And it has been Messi’s misfortune to become a senior international player at the very moment in which Argentina have found it harder to find that collective blend.

The 2006 World Cup and the following year’s Copa America, when a teenage Messi was finding his international feet, were probably the last occasions when Argentina consistently looked like a coherent team. It may well be no co-incidence that these dates mark the end of the Argentina career of centre back Roberto Ayala, a player who has never really been replaced.

This observation also holds true for a number of positions. Once so dominant at Under-20 level, Argentina’s youth sides have been poor for a decade, and this has filtered through to the senior side, especially in defence.

Recent results – the traumatic World Cup qualification campaign, the 4-2 defeat to Nigeria, the 6-1 capitulation to Spain – have brought the problem to wider attention. And in a way, this may serve to take some of the pressure off Messi. A study of the recent fortunes of the Argentina team does not tell the story of an underperforming superstar; instead, he emerges as a mini-Hercules, carrying a troubled collection of players on his back.

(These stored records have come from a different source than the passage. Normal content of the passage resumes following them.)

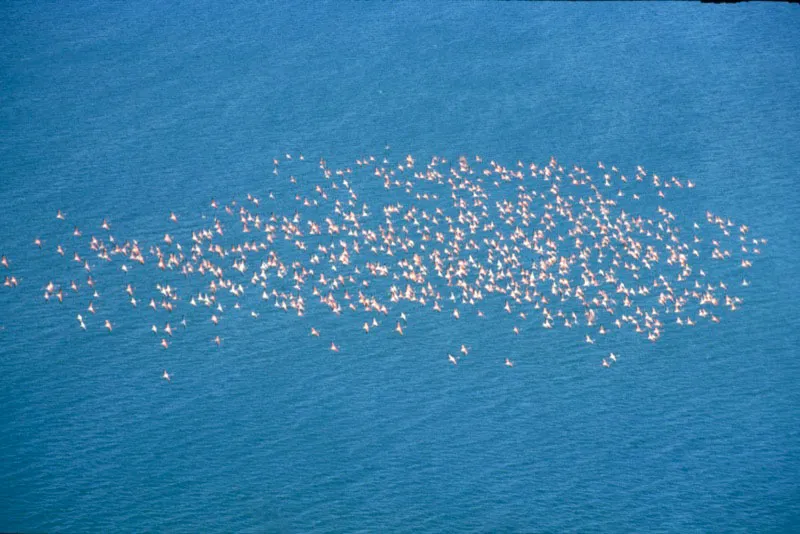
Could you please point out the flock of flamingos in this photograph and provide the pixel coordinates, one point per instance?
(551, 246)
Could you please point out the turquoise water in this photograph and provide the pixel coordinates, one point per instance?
(130, 112)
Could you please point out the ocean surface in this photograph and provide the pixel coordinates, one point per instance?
(130, 111)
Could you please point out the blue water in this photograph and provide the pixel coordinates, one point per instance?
(128, 112)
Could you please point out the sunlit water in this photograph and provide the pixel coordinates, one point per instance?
(128, 113)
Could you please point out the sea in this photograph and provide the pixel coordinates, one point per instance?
(130, 111)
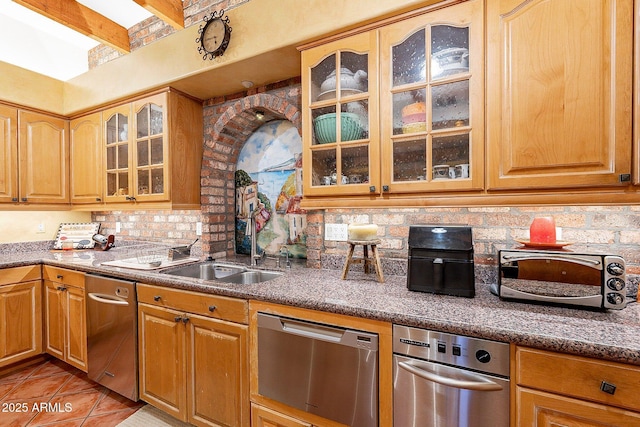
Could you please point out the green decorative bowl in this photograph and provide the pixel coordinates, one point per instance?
(325, 127)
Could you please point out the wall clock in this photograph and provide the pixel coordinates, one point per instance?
(215, 35)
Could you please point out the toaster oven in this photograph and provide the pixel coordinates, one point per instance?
(564, 278)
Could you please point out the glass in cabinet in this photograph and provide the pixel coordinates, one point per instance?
(340, 98)
(431, 101)
(149, 155)
(117, 146)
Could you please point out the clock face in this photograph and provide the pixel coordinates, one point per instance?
(213, 35)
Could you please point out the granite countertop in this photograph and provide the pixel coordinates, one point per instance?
(612, 335)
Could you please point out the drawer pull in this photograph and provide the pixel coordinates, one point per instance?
(608, 387)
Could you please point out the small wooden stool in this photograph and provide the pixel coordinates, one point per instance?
(375, 260)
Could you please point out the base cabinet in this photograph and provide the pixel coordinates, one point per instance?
(194, 356)
(65, 315)
(540, 409)
(20, 314)
(562, 390)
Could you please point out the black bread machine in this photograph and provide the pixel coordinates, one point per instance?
(441, 260)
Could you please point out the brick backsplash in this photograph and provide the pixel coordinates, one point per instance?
(176, 227)
(612, 229)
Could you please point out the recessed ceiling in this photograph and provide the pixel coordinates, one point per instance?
(40, 44)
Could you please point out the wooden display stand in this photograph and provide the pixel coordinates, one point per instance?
(375, 259)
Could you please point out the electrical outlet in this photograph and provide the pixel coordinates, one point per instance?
(336, 232)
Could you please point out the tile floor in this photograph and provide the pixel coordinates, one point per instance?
(55, 394)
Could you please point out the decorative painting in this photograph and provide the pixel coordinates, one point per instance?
(269, 186)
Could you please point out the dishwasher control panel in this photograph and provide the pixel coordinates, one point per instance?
(456, 350)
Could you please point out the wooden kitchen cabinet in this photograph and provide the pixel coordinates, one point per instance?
(65, 319)
(153, 150)
(34, 156)
(85, 148)
(21, 314)
(559, 93)
(8, 154)
(421, 124)
(43, 147)
(558, 389)
(194, 355)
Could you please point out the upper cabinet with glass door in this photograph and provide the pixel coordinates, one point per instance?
(149, 155)
(117, 146)
(432, 101)
(154, 151)
(340, 117)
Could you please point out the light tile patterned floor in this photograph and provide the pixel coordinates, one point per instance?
(55, 394)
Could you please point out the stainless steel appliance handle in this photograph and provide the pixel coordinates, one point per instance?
(571, 258)
(315, 331)
(107, 299)
(474, 382)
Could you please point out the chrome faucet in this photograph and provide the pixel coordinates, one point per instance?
(284, 250)
(254, 238)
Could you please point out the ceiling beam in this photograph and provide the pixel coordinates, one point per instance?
(83, 20)
(170, 11)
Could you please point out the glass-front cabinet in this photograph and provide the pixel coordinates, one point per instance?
(340, 123)
(431, 101)
(135, 151)
(397, 109)
(117, 146)
(149, 156)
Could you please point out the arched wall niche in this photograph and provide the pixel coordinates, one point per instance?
(227, 128)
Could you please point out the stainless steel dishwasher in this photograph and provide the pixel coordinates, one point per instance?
(444, 380)
(112, 333)
(325, 370)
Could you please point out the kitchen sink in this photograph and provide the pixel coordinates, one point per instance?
(207, 270)
(251, 276)
(227, 273)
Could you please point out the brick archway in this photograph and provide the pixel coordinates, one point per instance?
(227, 128)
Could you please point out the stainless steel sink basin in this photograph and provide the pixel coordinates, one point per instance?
(207, 270)
(251, 276)
(227, 273)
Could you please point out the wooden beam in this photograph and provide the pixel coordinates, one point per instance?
(83, 20)
(170, 11)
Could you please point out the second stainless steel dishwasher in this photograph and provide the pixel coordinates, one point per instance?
(112, 334)
(325, 370)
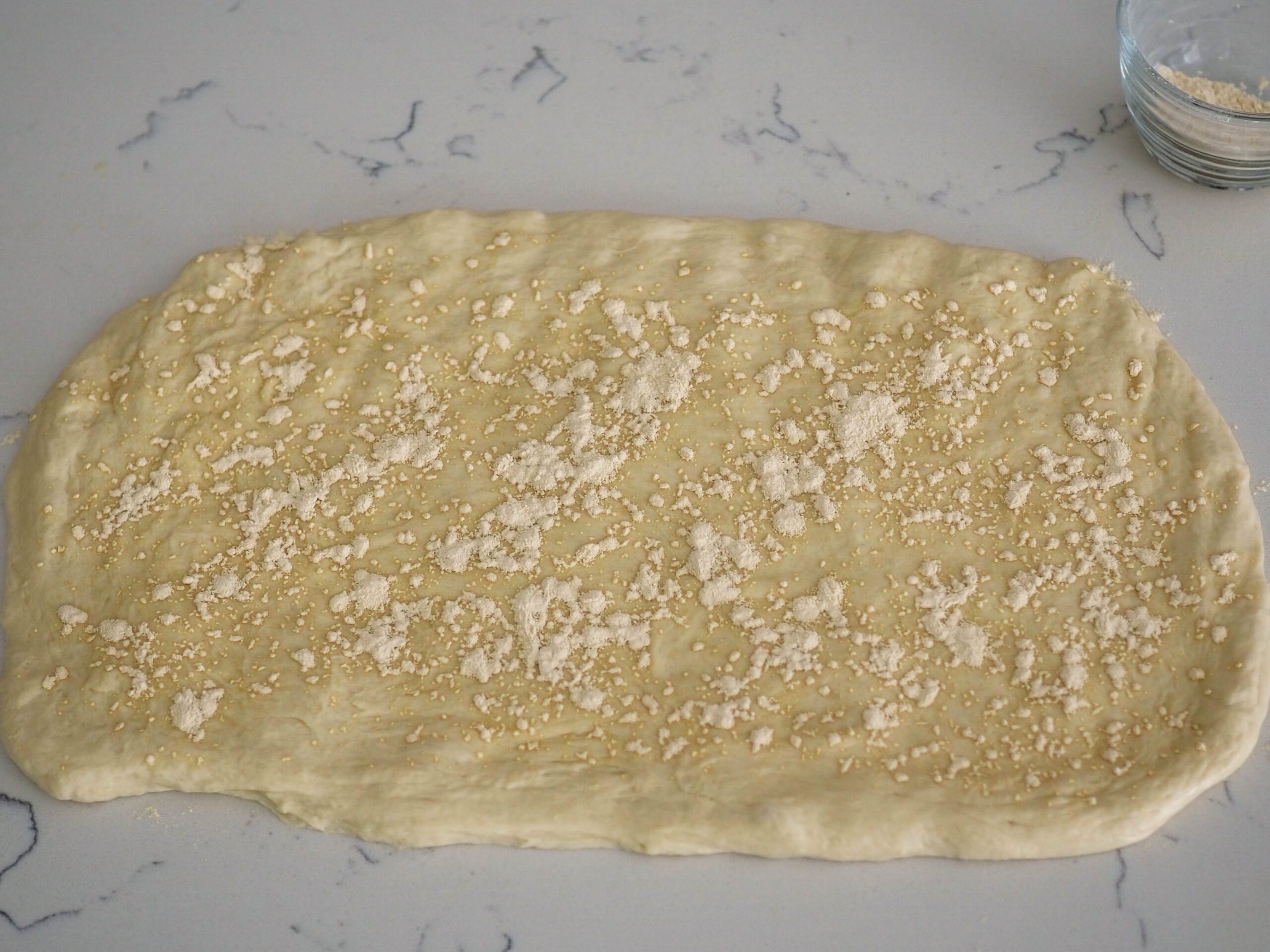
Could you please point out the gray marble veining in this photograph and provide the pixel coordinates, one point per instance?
(131, 140)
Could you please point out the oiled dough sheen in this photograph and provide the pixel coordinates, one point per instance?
(672, 535)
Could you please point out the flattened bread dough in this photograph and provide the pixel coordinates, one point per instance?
(672, 535)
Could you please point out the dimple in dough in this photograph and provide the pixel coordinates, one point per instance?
(663, 534)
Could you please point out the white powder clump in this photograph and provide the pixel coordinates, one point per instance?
(191, 711)
(623, 320)
(935, 366)
(760, 738)
(370, 593)
(864, 422)
(502, 307)
(781, 476)
(583, 296)
(1222, 561)
(1016, 493)
(656, 384)
(789, 520)
(70, 615)
(943, 620)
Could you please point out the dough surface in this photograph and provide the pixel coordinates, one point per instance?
(672, 535)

Without him it seems patently obvious that Argentina would not even be in Russia.  He missed eight rounds of the qualifying campaign – in which Argentina picked up just seven points.  In the ten rounds he played, 21 were acquired. He scored seven goals. No one else managed more than two. And his absence from the hammerings administered by Nigeria and Spain merely emphasises all the more his importance to the cause.

There is a second significance in that hug with Iniesta. It represents the effective end of his club season. Barcelona have won the domestic title, and for the third consecutive year they have been knocked out of the Champions League at the quarter final stage.

And so in this – the last World Cup in his prime and very possibly his final international tournament – there is the genuine prospect of Messi being fresh enough to do himself justice.

Peru may have their squad worked out. But they are still not sure about their star player.  Argentina, meanwhile, are full of doubts. But at least they trust that their star will be raring to go in Russia.